British booksellers brace for Super Thursday

A record 800 titles hit stores Oct. 1

For years British publishers have tended to release their fond hopes for a Christmas-based profit on the same days as their competitors do. This year, with Dan Brown’s massive bestseller taking up all the September oxygen, three times as many titles as normal will be published on Oct. 1. “It’s not a formally organized thing, and there’s no suggestion that publishers are working together to make it happen,” says Benedicte Page, associate editor of Bookseller magazine. “But in the run-up to Christmas, now is the time when they need to get their big titles on to the market, get word out about them, get some momentum going.
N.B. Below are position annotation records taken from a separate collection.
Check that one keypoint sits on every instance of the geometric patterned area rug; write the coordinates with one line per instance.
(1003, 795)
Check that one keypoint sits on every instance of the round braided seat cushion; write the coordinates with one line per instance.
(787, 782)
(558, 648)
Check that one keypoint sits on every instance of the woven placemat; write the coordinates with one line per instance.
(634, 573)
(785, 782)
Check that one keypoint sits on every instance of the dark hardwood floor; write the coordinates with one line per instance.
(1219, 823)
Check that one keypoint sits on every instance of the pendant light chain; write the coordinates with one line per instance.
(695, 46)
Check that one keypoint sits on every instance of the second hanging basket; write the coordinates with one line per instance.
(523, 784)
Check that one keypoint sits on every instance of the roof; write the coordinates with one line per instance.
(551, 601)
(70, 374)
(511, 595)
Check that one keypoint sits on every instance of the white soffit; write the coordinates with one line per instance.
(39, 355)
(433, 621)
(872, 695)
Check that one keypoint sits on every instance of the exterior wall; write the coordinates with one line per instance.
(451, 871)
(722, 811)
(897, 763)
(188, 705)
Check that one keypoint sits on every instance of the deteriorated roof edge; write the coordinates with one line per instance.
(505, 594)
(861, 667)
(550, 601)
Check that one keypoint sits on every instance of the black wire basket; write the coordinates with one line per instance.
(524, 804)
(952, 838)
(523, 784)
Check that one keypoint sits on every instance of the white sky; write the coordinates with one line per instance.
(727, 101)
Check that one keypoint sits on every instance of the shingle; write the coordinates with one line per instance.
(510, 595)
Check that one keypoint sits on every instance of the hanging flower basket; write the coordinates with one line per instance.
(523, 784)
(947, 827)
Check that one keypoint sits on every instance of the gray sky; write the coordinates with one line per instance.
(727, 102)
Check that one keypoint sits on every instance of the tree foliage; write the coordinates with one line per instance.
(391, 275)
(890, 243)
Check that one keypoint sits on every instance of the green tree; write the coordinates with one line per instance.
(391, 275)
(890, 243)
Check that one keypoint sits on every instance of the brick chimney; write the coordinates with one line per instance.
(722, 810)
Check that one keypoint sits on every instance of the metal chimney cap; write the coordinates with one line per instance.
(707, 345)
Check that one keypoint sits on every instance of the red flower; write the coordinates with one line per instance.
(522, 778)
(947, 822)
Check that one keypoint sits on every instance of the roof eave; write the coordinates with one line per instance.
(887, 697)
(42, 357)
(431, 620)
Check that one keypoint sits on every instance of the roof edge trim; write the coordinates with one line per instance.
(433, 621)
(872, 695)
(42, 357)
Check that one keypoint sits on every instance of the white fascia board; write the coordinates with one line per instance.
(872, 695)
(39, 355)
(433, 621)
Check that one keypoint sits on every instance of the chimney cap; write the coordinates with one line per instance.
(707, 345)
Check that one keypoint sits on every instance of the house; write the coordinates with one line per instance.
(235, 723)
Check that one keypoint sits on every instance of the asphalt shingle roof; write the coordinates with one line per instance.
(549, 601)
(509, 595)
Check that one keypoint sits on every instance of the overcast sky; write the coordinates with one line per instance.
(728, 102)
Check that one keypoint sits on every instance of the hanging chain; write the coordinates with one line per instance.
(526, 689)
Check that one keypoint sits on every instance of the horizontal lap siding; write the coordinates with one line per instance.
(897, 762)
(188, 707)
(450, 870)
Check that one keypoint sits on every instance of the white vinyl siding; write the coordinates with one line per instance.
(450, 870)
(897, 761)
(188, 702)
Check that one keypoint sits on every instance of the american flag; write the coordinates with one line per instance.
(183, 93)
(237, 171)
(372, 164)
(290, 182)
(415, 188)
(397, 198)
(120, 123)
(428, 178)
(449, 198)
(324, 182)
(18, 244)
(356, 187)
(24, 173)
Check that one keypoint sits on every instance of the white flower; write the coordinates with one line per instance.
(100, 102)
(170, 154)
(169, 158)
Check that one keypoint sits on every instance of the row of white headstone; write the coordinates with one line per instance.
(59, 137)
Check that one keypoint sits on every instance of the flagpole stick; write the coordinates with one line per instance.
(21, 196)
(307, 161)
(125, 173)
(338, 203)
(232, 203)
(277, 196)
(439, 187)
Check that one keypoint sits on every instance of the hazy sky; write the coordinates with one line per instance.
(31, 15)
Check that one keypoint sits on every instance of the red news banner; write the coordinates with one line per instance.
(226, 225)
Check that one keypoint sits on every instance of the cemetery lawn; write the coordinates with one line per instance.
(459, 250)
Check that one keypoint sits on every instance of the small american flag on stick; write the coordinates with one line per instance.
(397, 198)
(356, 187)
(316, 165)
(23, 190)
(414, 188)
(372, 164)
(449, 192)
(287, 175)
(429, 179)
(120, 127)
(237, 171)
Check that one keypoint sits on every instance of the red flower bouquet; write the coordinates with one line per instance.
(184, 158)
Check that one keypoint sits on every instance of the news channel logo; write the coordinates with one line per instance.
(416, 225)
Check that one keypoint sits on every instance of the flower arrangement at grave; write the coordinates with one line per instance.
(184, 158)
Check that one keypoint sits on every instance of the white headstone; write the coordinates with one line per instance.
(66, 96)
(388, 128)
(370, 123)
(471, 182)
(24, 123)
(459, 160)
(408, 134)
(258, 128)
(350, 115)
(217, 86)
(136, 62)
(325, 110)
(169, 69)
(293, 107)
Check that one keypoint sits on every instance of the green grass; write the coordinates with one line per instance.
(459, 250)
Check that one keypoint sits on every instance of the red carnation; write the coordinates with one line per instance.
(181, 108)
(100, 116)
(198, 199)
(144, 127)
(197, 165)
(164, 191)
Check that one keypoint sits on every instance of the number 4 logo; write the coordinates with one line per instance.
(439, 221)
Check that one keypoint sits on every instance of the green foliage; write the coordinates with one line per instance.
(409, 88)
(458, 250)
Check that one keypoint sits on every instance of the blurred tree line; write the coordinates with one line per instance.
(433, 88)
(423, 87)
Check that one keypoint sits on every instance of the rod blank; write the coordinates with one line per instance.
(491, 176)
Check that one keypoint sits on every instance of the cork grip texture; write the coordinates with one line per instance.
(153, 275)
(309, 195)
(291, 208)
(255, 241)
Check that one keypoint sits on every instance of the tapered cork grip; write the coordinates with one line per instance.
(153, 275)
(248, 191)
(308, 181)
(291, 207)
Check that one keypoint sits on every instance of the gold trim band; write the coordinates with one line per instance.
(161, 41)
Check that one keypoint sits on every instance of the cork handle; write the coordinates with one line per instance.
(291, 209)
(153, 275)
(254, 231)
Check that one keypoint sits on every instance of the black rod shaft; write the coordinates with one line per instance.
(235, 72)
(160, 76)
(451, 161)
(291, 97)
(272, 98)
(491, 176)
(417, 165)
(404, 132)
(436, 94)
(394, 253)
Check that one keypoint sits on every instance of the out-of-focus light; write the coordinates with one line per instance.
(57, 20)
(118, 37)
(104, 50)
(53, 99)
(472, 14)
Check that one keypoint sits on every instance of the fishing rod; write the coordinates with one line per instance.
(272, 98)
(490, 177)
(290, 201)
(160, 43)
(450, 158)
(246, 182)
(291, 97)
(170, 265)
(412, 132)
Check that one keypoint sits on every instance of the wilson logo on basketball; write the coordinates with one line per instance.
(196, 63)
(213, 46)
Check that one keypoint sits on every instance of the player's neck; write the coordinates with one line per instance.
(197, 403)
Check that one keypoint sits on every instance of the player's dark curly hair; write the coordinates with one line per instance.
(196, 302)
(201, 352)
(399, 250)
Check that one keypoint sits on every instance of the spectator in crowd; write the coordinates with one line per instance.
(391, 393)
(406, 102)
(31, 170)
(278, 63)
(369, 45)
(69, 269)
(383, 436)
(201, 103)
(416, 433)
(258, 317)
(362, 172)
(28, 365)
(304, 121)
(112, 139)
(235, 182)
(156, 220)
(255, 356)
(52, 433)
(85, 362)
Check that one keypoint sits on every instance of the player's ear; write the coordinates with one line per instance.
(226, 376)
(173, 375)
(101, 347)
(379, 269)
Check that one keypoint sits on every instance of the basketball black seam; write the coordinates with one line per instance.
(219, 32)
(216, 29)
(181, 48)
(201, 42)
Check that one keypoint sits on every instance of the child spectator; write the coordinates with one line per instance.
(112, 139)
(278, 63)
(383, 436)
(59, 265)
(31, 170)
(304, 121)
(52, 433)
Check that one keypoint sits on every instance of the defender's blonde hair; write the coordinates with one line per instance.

There is a lot riding on securing one of the huge slots that will sell a lot this Christmas, and for the bookselling market, certain dates are particularly propitious.” In what is regarded by industry-watchers as a particularly strong offering, this year will also see big releases from David Attenborough and Jeremy Clarkson, alongside memoirs by comics Jo Brand, Frankie Boyle and Dara O’Briain, the late chef Keith Floyd, and Ozzy Osbourne. Though big name literary fiction releases often peak in early September to qualify for Booker prize consideration, popular fiction is well represented, including new novels by mega-sellers Kate Mosse, Audrey Niffenegger, Terry Pratchett and Jacqueline Wilson.